Trout tapped the keyboard and an image of the earth appeared on the screen. The globe had a section cut out like a slice of orange to expose the layers of the inner core: liquid iron outer core, the mantle and the crust. "Maybe you can explain this diagram, Al."

"Glad to," Hibbet said. "The earth is like a big bar magnet. The inner core of solid iron rotates at a different speed from the outer core of molten iron. This movement creates a dynamo effect that generates a magnetic field called the geodynamo."

The picture changed to depict the intact globe. Lines looped out into space from one pole and curved back into the opposing pole.

"Those are the lines of magnetic force," Hibbet explained. "They create a magnetic field that surrounds the earth, and allows us to use compasses. Even more important, the magnetosphere extends out thirty-seven miles. This creates a barrier that protects us from the harmful solar wind radiation and swarms of deadly particles that bombard the earth from space."

Trout changed the computer image. They were looking at a map of the world. The ocean surface was splotched with blue and gold patches.

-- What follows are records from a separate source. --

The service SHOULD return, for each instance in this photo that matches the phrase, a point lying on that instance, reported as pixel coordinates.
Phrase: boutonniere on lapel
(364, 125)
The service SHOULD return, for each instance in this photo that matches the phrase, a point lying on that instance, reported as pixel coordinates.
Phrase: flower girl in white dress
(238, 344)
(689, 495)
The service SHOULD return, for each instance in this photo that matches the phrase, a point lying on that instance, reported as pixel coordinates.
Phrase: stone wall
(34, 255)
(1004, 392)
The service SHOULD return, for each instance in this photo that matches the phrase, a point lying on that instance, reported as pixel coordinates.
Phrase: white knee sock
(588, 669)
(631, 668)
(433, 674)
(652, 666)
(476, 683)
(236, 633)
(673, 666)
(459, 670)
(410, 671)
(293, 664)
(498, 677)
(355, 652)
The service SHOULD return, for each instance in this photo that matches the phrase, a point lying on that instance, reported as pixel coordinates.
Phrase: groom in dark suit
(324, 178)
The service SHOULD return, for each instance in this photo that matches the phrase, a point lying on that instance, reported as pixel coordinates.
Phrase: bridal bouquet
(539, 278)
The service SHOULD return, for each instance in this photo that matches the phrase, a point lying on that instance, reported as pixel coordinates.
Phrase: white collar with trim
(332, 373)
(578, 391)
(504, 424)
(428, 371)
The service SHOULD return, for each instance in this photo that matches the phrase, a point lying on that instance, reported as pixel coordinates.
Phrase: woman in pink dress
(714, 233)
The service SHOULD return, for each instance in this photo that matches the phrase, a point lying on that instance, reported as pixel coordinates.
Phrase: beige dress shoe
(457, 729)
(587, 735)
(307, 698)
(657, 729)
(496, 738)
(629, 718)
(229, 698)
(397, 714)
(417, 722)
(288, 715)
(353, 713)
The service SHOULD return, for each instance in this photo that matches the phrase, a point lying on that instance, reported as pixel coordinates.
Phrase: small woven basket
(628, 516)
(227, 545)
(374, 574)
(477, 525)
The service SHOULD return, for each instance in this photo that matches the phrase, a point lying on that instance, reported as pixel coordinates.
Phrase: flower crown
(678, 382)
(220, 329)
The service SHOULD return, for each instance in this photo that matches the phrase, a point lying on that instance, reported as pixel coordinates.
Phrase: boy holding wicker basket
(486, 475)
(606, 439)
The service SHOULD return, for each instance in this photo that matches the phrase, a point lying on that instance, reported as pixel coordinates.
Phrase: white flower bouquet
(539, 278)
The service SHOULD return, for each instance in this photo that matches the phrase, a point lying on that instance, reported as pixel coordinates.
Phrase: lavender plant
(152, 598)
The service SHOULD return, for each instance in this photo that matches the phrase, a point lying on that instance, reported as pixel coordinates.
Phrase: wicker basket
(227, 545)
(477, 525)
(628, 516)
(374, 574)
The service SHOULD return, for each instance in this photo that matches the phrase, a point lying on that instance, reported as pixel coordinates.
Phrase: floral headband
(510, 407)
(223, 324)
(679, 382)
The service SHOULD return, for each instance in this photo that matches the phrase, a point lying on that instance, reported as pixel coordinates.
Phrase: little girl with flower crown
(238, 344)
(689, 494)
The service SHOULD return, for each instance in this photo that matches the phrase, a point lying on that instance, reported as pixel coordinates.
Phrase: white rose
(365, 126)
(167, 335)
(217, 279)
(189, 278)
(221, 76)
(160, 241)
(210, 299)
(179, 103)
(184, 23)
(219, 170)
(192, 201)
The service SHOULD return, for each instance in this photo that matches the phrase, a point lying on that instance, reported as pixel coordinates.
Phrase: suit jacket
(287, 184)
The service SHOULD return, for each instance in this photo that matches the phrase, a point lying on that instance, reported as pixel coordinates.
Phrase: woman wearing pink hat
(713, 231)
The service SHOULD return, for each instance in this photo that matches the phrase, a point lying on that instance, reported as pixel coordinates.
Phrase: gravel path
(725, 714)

"In the 1990s, scientists pulled together everything known about the earth's molten core and fed it into a supercomputer," Trout said. "They threw all sorts of stuff into the mix. Temperature. Dimensions. Viscosity. They found that the poles reversed themselves every hundred thousand years or so, usually when one started to weaken. It looks like we're in for another cycle."

"The earth is undergoing a natural polar reversal?" Adler said.

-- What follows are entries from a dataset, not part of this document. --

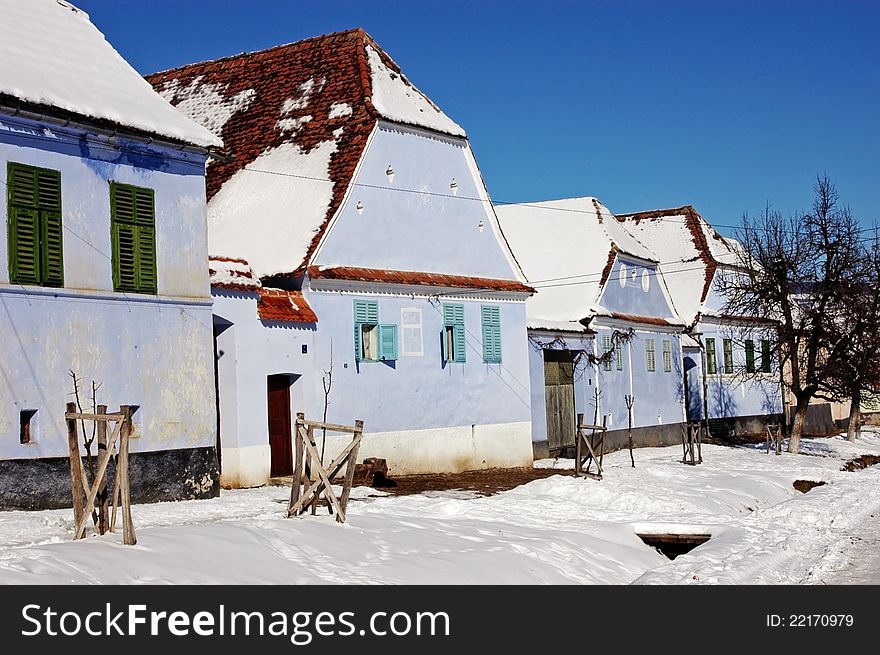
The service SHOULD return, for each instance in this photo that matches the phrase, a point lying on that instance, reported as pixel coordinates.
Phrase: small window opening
(25, 421)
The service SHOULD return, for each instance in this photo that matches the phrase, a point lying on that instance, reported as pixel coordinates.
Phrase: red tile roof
(416, 278)
(275, 76)
(645, 320)
(281, 305)
(692, 222)
(271, 87)
(232, 273)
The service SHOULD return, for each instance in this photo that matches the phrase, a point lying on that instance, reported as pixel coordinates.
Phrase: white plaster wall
(443, 450)
(148, 350)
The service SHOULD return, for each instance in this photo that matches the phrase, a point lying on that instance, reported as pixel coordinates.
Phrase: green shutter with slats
(491, 316)
(453, 316)
(765, 356)
(133, 214)
(365, 312)
(35, 230)
(51, 241)
(387, 343)
(24, 246)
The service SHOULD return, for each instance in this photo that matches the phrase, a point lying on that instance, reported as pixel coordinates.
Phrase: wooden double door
(559, 399)
(280, 443)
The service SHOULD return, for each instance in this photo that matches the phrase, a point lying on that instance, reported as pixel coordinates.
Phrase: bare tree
(801, 271)
(857, 335)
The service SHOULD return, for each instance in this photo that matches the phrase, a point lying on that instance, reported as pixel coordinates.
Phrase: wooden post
(295, 487)
(349, 470)
(76, 470)
(102, 483)
(128, 536)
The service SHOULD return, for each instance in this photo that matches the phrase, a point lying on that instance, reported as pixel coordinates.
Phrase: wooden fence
(590, 449)
(86, 495)
(311, 479)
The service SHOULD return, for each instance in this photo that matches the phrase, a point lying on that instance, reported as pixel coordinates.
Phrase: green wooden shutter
(51, 248)
(35, 231)
(459, 343)
(124, 257)
(387, 342)
(491, 334)
(366, 311)
(24, 245)
(133, 213)
(453, 315)
(711, 360)
(146, 258)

"Apparently," Trout said. "The earth's magnetic field started to deteriorate seriously around a hundred and fifty years ago. Its strength has waned by ten to fifteen percent since then, and the deterioration in the field has accelerated. If the trend continues, the main field would waken and almost vanish, and it would reappear with the opposite polarity."

"Needles that point north would point south," Hibbet added.

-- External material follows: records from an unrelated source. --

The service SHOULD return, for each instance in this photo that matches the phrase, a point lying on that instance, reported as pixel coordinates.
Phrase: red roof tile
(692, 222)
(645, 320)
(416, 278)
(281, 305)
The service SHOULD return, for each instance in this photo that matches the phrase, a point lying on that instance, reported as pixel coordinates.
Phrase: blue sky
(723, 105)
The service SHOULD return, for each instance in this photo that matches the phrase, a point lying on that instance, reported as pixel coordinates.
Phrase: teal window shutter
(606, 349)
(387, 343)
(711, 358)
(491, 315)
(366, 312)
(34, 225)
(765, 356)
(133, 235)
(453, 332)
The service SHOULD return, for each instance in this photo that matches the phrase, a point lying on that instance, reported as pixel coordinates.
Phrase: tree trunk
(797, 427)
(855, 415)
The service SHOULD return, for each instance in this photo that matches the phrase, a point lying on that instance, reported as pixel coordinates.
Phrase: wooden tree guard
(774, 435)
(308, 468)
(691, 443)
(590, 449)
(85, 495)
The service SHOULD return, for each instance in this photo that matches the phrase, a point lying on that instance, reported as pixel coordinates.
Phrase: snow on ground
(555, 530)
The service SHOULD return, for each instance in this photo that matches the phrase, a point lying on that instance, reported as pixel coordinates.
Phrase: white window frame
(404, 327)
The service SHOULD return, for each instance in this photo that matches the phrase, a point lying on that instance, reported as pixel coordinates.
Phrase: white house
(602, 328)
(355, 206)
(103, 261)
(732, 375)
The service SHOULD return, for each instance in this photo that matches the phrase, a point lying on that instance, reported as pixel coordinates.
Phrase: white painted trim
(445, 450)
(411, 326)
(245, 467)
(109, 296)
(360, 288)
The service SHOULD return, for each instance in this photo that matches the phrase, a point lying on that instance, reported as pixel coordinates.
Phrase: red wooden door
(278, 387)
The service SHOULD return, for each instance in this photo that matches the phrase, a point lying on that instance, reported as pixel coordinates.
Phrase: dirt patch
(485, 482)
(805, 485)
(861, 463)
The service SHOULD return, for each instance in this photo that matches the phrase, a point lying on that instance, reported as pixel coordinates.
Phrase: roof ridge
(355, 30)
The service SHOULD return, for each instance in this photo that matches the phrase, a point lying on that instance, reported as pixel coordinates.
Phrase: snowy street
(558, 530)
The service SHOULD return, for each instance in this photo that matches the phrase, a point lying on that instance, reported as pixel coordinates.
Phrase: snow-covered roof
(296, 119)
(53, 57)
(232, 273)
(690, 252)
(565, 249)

"That's right," Trout said. "A magnetic polar reversal would mean a whole host of disruptive events, but the impact would be minimal. Most of us would be able to adapt and survive. Studies show that the magnetic poles have reversed many times."

"Herodotus wrote about the sun rising where it normally sets," Gamay said. "The Hopi talked about the chaos that comes about when the two twins who hold the earth in place leave their position. These could have been interpretations of ancient polar shifts."

"While legend is fascinating, and often contains a grain of truth, all of us at this table are versed in the scientific method," Adler said.

"That's why I didn't mention the clairvoyants and pseudoscientists who predicted an end of the world," Gamay said. "The whole concept of polar shift got mixed up with theories of Atlantis and ancient astronauts."

"As a wave expert, I deal with huge ocean forces," Adler said, "but a shift in the outer surface of an entire world seems unbelievable."

"Normally, I would agree," Gamay said. "But paleomagnetists who have studied lava flows have shown that the ground, has moved in relation to the earth's magnetic north. North America was once deep in the Southern Hemisphere, where it straddled the equator.

Einstein theorized that if enough ice accumulated on the polar caps, a shift could result. Scientists have found that there was a major reorganization of the earth's tectonic plates about half a billion years ago. The previous north and south poles relocated to the equator, and points on the equator became the poles we have now."